Philippe Crevel : L’Impôt sur la Fortune Immobilière (IFI) devrait, selon les premiers éléments communiqués par le Ministère des Finances, rapporter un peu plus d’un milliard d’euros quand le Gouvernement n’escomptait initialement que 850 millions d’euros. Ce surcroît de recettes s’explique évidemment par la bonne tenue du marché immobilier avec des prix en forte progression, +4,2 % en 2017. A Bordeaux, les prix ont augmenté de 7,7 % et à Paris de plus de 6 %. D’autres facteurs contribuent à la bonne tenue de l’IFI. Le Ministère des Finances aurait mal apprécié lors de l’élaboration du projet de loi de finances pour 2018 le montant du patrimoine des ménages. Par ailleurs, les modifications des règles en matière des dettes déductibles jouent en faveur d’un meilleur rendement de l’IFI. En outre, le plafonnement à 75 % des revenus a un coût moindre du fait de la sortie du patrimoine financier. L’IFI devrait être acquitté par 120 000 personnes soit trois fois moins qu’au temps de l’ISF. Malgré tout, Bercy n’escomptait que 90 000 contribuables. En matière de collecte, l’écart sera donc de moins de 3 milliards d’euros. L’IFI concerne avant tout les propriétaires de biens immobiliers à Paris, sur la Côte d’Azur et dans les sites touristiques de premiers choix.

La suppression de l’ISF est trop récente pour juger du bienfondé du raisonnement du gouvernement qui espérait obtenir de la sorte une réorientation du patrimoine des ménages vers l’économie réelle. Même si l’investissement immobilier a légèrement reculé au cours du premier semestre 2018, cela n’est pas dû à un changement d’allocation des actifs de la part des Français mais à un manque de biens disponibles. La poursuite de l’augmentation des prix en est la traduction. Les épargnants restent malgré plusieurs mesures dissuasives, attachés à la pierre et relativement méfiants vis-à-vis des placements boursiers. Par ailleurs, les ménages propriétaires de leur résidence principale, ne peuvent pas s’en défaire d’un coup de baguette magique afin d’échapper à l’IFI. Il n’est pas évident de passer de propriétaire à locataire surtout que marché locatif privé est assez restreint. De même, la mise en place de mécanismes pour éviter l’IFI de la part des grandes fortunes nécessitent du temps.
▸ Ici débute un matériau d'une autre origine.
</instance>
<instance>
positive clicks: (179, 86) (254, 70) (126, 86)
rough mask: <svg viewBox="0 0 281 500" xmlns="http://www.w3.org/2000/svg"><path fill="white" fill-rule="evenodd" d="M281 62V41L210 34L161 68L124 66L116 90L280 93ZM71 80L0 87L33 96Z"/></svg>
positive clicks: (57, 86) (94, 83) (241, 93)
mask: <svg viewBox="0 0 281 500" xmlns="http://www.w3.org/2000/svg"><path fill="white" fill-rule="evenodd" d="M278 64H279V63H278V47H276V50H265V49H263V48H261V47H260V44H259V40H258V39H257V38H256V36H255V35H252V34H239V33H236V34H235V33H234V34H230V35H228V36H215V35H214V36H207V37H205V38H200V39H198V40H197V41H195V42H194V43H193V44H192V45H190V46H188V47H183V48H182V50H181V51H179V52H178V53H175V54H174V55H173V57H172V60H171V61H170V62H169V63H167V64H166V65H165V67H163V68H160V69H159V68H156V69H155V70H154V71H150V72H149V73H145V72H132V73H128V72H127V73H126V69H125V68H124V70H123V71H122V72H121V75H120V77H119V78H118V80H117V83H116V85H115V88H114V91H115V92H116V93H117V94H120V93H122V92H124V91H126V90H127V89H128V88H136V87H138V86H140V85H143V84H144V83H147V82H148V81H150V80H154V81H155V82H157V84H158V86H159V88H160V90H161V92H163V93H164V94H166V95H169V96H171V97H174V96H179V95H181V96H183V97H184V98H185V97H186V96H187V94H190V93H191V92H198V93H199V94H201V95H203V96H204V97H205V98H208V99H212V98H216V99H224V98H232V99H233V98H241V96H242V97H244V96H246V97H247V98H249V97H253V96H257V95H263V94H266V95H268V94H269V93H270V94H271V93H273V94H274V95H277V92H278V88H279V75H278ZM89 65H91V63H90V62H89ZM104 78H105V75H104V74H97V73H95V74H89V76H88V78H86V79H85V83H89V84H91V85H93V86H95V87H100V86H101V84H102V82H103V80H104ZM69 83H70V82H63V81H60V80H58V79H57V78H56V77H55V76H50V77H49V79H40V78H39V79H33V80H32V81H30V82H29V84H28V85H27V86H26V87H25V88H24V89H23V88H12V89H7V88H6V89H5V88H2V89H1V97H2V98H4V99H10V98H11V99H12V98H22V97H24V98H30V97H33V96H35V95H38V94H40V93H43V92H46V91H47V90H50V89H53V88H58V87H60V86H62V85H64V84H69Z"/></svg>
Pensez-vous que la situation est susceptible d’évoluer ou au contraire est-ce que cela va perdurer ? 

Si les prix continuent d’augmenter, bien évidemment que les rentrées fiscales liées à l’IFI s’accroitront. A contrario, comme le soulignait le rapport sur le projet de loi de finances 2018 du sénat « il y a fort à parier qu'une fois que les grandes fortunes auront modifié la composition de leur patrimoine au détriment de l'immobilier, le rendement de l'IFI sera inférieur à celui escompté par le gouvernement ». Entre l’aversion aux risques des ménages, leur appétence pour la pierre et les incertitudes qui pèsent sur les marchés, je considère que l’IFI devrait se maintenir autour du milliard d’euros.

Enfin, quels pourraient être les nouveaux moyens d’action pour inciter les investisseurs à se détourner de la pierre ? 

Evidemment la première tentation serait d’accroitre la taxation. Le Gouvernement pourrait relever le barème de l’IFI, augmenter les droits de mutation, durcir le régime des plus-values, accroître les impôts fonciers, diminuer les avantages relatifs consentis à la pierre (amortissement, réductions d’impôt, etc.). L’autre possibilité qui serait bien plus positive serait de favoriser les placements financiers. Certes, le Gouvernement a mis en place le Prélèvement Forfaitaire Unique mais ce dernier peine à être compris par les ménages. Son taux de 30 % n’est pas jugé incitatif même s’il intègre les prélèvements sociaux. De toute façon, il faut du temps pour modifier les comportements. En outre une stabilisation de la législation fiscale est indispensable. Par ailleurs, si la pierre n’est plus une fin en soi, il faudrait que des investisseurs développent un parc privé de logements de qualité.